La persecución en Vespa (y por supuesto sin casco para el piloto, ya que entonces no era obligatorio), resulta muy de película de acción trepidante (aunque la moto parece correr bastante más de lo que podría hacerlo en la realidad), y nos permite deleitarnos con un sinfín de imágenes de la N-IV a la salida de Madrid y en algunos otros tramos emblemáticos, como la conocida Cuesta de la Reina, en las proximidades de Aranjuez. Como ya vimos y comentamos anteriormente en la N-III, la señalización horizontal está pintada de amarillo en las líneas delimitadoras de los carriles y de blanco en las correspondientes a los arcenes. Por lo demás, mientras la Vespa alcanza al Pegaso robado, lo que no sucederá hasta las cercanías de Aranjuez, podemos entretenernos con el tráfico rodado que circula por la carretera, formado por muchos de los modelos de camiones y automóviles más emblemáticos de los años sesenta y setenta en España. También asoma entra la vegetación en la cuneta derecha, en uno de los fotogramas, el hito kilométrico rojo correspondiente de la época del Plan Peña, elementos indicadores que ya empezaban a ser reemplazados por la señalización metálica, pero que hasta su definitiva implantación seguían estando vigentes y sometidos a conservación y mantenimiento.




La peculiar orografía de la N-IV en la vega del Tajo madrileña, con sus característicos toboganes y cambios de rasante, curvas peraltadas, rampas y pendientes zigzagueantes. Pero también los carteles publicitarios (neumáticos General, Cointreau, Mirinda, vino Montecillo...) que entonces no sólo no estaban prohibidos como ahora en las carreteras sino que le añadían un toque colorista al paisaje y no creo que por ello se distrajeran los conductores, razón por la que fueron suprimidos.

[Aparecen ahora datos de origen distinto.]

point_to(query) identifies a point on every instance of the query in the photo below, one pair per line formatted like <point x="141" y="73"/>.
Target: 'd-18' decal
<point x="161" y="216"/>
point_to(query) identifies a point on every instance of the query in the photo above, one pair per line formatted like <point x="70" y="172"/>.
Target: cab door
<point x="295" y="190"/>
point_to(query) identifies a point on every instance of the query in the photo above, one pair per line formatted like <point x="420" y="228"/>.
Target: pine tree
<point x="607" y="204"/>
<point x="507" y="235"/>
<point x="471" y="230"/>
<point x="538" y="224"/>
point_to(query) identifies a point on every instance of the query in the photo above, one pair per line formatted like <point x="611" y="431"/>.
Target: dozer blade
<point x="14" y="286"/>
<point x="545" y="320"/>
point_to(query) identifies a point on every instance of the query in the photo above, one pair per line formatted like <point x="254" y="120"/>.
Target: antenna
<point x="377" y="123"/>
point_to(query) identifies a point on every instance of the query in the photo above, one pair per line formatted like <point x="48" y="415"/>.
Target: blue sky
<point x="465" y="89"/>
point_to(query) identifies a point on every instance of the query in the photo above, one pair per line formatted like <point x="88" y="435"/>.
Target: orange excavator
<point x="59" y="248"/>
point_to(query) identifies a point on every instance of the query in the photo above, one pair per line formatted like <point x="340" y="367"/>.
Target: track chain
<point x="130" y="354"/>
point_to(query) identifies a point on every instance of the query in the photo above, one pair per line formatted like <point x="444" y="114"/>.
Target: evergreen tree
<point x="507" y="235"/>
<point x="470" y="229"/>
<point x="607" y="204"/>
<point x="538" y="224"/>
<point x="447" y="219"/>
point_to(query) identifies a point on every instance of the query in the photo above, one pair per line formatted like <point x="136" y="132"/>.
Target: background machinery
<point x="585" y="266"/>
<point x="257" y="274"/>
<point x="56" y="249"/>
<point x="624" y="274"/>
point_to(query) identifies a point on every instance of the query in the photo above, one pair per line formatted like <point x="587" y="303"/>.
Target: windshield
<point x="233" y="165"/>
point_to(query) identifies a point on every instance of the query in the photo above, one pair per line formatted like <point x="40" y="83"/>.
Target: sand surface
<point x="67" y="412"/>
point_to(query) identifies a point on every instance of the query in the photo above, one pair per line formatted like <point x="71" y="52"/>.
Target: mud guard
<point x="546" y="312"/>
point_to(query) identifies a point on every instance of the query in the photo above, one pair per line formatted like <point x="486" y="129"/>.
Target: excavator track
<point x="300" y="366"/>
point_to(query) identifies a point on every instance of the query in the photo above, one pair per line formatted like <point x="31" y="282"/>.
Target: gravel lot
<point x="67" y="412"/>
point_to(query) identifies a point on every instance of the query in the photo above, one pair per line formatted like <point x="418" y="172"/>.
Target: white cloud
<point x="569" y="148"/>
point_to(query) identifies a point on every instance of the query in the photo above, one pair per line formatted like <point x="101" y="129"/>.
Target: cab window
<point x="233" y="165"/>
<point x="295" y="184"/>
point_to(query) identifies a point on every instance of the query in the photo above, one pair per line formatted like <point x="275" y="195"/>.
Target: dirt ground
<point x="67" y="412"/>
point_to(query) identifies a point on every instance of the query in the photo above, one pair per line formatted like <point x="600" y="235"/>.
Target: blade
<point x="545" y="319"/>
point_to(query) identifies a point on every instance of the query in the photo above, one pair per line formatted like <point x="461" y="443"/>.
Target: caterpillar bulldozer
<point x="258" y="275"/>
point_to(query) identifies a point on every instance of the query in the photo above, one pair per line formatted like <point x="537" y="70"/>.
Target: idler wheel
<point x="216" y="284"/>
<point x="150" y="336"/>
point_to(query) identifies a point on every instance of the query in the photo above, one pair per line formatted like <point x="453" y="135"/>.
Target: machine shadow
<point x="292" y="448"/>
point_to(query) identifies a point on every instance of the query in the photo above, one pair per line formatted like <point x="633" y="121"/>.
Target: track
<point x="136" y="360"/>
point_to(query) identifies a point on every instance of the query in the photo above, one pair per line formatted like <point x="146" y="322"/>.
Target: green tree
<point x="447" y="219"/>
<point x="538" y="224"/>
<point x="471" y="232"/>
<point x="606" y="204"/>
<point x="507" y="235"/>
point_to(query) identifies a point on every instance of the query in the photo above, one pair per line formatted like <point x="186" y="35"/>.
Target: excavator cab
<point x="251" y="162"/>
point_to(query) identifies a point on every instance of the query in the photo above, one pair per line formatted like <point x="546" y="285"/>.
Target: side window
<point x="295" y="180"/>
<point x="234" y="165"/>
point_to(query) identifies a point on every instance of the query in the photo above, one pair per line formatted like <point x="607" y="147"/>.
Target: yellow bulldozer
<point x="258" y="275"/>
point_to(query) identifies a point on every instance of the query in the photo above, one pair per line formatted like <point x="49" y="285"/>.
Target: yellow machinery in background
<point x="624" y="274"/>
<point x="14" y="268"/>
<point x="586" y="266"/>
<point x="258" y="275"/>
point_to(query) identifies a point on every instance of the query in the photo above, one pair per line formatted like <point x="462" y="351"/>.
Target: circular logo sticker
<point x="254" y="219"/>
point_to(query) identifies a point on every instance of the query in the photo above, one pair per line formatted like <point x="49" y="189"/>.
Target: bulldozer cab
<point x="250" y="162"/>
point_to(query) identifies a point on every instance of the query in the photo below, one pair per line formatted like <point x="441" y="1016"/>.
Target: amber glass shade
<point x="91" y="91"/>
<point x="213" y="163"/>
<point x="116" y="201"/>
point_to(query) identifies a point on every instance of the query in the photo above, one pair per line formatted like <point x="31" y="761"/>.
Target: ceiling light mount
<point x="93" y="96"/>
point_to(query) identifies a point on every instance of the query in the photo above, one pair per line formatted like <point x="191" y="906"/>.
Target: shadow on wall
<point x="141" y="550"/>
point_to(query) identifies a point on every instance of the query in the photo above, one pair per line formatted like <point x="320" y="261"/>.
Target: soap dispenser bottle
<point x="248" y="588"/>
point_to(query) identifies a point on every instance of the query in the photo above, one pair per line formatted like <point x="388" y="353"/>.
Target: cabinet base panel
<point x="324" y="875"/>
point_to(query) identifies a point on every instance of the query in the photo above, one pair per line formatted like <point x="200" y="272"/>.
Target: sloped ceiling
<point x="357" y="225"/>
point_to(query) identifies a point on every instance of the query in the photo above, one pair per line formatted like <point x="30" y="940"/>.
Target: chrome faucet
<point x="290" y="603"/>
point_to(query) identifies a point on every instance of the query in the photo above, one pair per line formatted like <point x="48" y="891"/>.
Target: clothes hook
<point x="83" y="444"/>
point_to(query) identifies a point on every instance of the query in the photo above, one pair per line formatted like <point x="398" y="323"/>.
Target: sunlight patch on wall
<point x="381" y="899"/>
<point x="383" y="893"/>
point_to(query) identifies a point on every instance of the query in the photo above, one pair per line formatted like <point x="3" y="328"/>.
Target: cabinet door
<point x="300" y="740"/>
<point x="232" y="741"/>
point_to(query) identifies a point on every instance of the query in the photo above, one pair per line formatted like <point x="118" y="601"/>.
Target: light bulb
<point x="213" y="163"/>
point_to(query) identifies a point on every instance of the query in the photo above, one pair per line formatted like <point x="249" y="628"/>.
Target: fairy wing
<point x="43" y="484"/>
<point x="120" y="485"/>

Y por último, otro hito kilométrico del Plan Peña, éste bien visible y correspondiente al km.38 de la N-IV en pleno descenso sentido Andalucía de la temible y mítica Cuesta de la Reina anteriormente comentada, en donde tantos vehículos pesados de antaño tenían dificultades para salvar el pronunciado y largo ascenso en sentido Madrid.



Y con este fotograma concluimos el reportaje. Sancho Gracia recupera su camión, por supuesto, pero esto es lo de menos. A decir verdad, casi todo lo que no sean escenas de carretera y vehículos en la serie Los camioneros, me parece superfluo. Pero sólo por ello merece la pena ver y recrearse en todos sus episodios una y cien veces: constituyen un excepcional y exhaustivo documento de la historia de la automoción española clásica de hace medio siglo.